The process of improvisation with the landscape is more about finding aesthetic moments as opposed to creating them. These artistic moments, for me, seem hidden or veiled. It is something Nature and I find together. We uncover them. We wait for them to be revealed.

One of the most important ways these moments are revealed is through the imagination, between I and the landscape. By imagination I mean a creative consciousness that is beyond thinking, doing, using, or even being. Imagination is an innate capacity in all things to transcend and express meaning. This meaning, is more of a non-specific meaning, a meaning such as presence or sacredness, beauty or individuality.

Improvisation Reveals Place

“The only mythology that is valid today is the mythology of the planet – and we don’t have such a mythology… Myths must be kept alive. The people who can keep them alive are artists. The function of the artist is the mythologizing of the environment and the world.” Joseph Campbell

When improvising in wildness, theses aesthetic moments can begin to have a sense of story of place. Or even myth. There is a necessity of expression emerging from place. From this particular place. The expression, to me, does not feel like an ancient indigenous myth or fairy tale. It doesn’t feel narrative. It feels new. More like a process of emerging-myths expressing themselves as movements, as images, as sounds. Between human and wildness. These aesthetic moments in improvisation do offer one way of capturing mythic moments. Human and Earth.

Improvisation and Somatic Meditations

A deepening of meditative experience, is a deepening of aesthetic experience.

The somatic meditative or mindful experiences I encounter in Nature are very important in developing, deepening, and creating nuance in how I improvise with the land. Aesthetic experiences are very much linked to a state of mind. They are an opening into the unknown. They are a layering of the senses. They bring the imagination into the reality of experience.

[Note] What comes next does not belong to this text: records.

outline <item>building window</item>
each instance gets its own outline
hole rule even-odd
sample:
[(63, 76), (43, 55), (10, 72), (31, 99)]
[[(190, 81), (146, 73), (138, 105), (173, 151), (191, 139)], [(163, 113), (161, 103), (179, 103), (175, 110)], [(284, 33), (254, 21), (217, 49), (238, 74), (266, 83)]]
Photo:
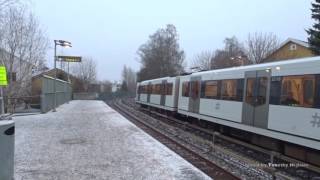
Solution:
[(297, 50), (297, 45), (296, 44), (290, 44), (290, 51), (295, 51)]

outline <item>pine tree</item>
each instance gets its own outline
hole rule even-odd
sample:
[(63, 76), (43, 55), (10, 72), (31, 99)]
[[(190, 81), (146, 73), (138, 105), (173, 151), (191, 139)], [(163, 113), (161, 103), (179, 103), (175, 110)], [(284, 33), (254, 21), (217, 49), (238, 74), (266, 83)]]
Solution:
[(184, 71), (185, 54), (178, 41), (178, 32), (172, 24), (152, 34), (137, 52), (141, 63), (138, 80), (181, 74)]
[(316, 21), (315, 24), (307, 30), (309, 35), (308, 42), (315, 54), (320, 55), (320, 0), (312, 3), (311, 17)]

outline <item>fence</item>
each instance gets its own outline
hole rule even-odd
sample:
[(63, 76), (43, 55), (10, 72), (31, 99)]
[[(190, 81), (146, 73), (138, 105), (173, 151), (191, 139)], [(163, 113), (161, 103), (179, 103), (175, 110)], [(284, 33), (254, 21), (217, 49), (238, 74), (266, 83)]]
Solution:
[[(54, 78), (43, 76), (41, 90), (41, 112), (45, 113), (54, 108)], [(71, 83), (57, 79), (56, 80), (56, 106), (64, 104), (71, 100)]]

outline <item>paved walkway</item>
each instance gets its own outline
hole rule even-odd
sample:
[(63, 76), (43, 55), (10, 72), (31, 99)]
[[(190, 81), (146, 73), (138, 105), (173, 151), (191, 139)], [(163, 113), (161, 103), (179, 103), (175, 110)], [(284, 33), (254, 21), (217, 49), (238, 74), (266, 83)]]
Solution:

Some of the somatic meditative experiences encountered in Nature:

the nuance of distance between the extremes of near and far revealing itself in the open tundra

silence experienced not as the absence of sound but as a landscape of feelings

an internal experience of natural objects morphing while drifting in a canoe on the swamp

the subtle differences between ‘walking’ and ‘wandering’, between ‘here’ and ‘place’

how boredom mysteriously leads to insight and freedom

These somatic mindful experiences, to me, are an integral part of the creative process. They reveal the wildness, the vitality, and the mystery of the connection between human and landscape.